1.	Create a new, identical model (named new_model). The only difference is that batch size in the LSTM layers  is now the new batch size:
```python
model.add(LSTM(nodes, batch_input_shape=(new_batch_size, sequence length, n_features), return_sequences=False, stateful=True) 
```	
2.	Transfer the original model’s weights to the new model and compile it
```python
weights = model.get_weights()
new_model.set_weights(weights)
new_model.compile(…)
          ```	
3.	Predict with the new batch size:
```python
weights = new_model.predict(X, batch_size=new_batch_size)
          ```




# 5. Two code examples and concluding remarks
For a toy example with an entire code listing, check out Jason Brownlee’s (https://machinelearningmastery.com/understanding-stateful-lstm-recurrent-neural-networks-python-keras/). 

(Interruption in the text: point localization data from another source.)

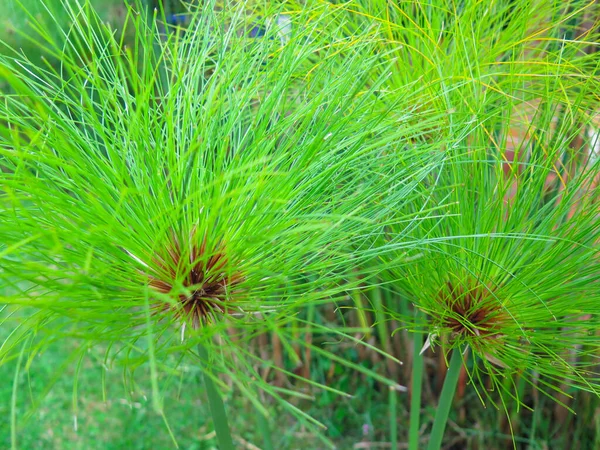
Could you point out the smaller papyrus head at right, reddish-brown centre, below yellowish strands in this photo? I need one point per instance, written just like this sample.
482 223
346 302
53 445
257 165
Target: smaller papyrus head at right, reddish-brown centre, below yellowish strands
509 282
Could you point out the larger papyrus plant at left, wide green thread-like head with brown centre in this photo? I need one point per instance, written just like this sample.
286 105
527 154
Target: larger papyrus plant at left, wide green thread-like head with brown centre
183 192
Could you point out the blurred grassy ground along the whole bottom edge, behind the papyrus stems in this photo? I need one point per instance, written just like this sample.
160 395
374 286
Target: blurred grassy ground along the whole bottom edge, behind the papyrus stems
121 422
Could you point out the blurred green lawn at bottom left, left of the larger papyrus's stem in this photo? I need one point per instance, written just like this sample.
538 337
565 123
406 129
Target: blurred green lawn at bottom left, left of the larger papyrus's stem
123 421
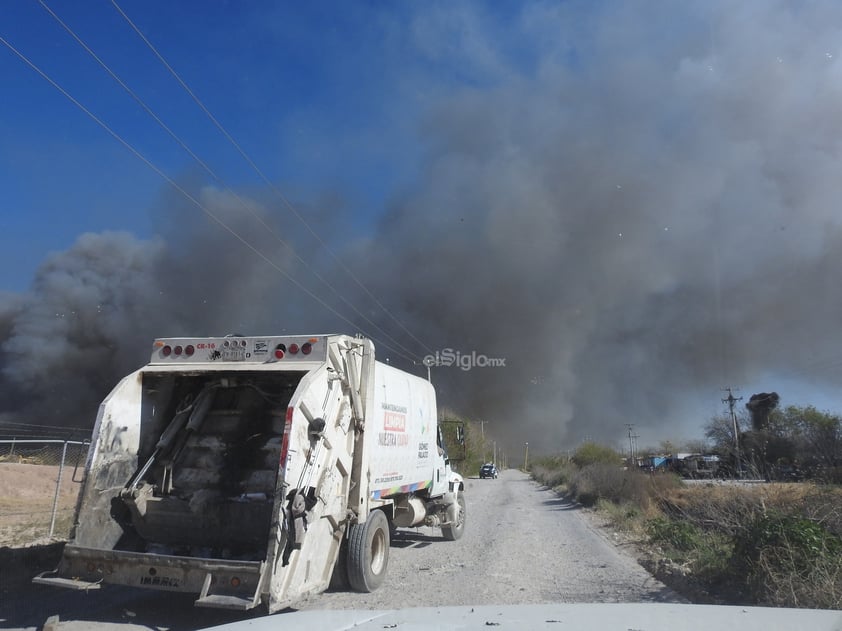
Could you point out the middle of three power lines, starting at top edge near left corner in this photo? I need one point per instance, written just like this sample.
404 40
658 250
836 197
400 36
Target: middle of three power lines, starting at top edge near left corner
216 177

Jason also wrote a blog comparing stateless against a stateful LSTM network, again with the code published: (https://machinelearningmastery.com/stateful-stateless-lstm-time-series-forecasting-python/). It shows that stateful LSTM networks will not always yield better results, a statement which I can subscribe to from my experience. You have to try to know. The dataset in this blog, however, is much too small to make any generalizable conclusions, but you might find the code useful.

To conclude, if you find yourself with a time series or sequence forecasting problem and your data show periodicity do try out a stateful LSTM network. Equally, if your dataset is very long and you need context for making the next time step’s prediction, you might consider a stateful LSTM network.

There is no guarantee, however, that your stateful LSTM network will outperform a stateless one. Also be aware that a batch size of 1 may impact the speed, accuracy and stability of your model, either positively or negatively. The evidence seems to be inconclusive.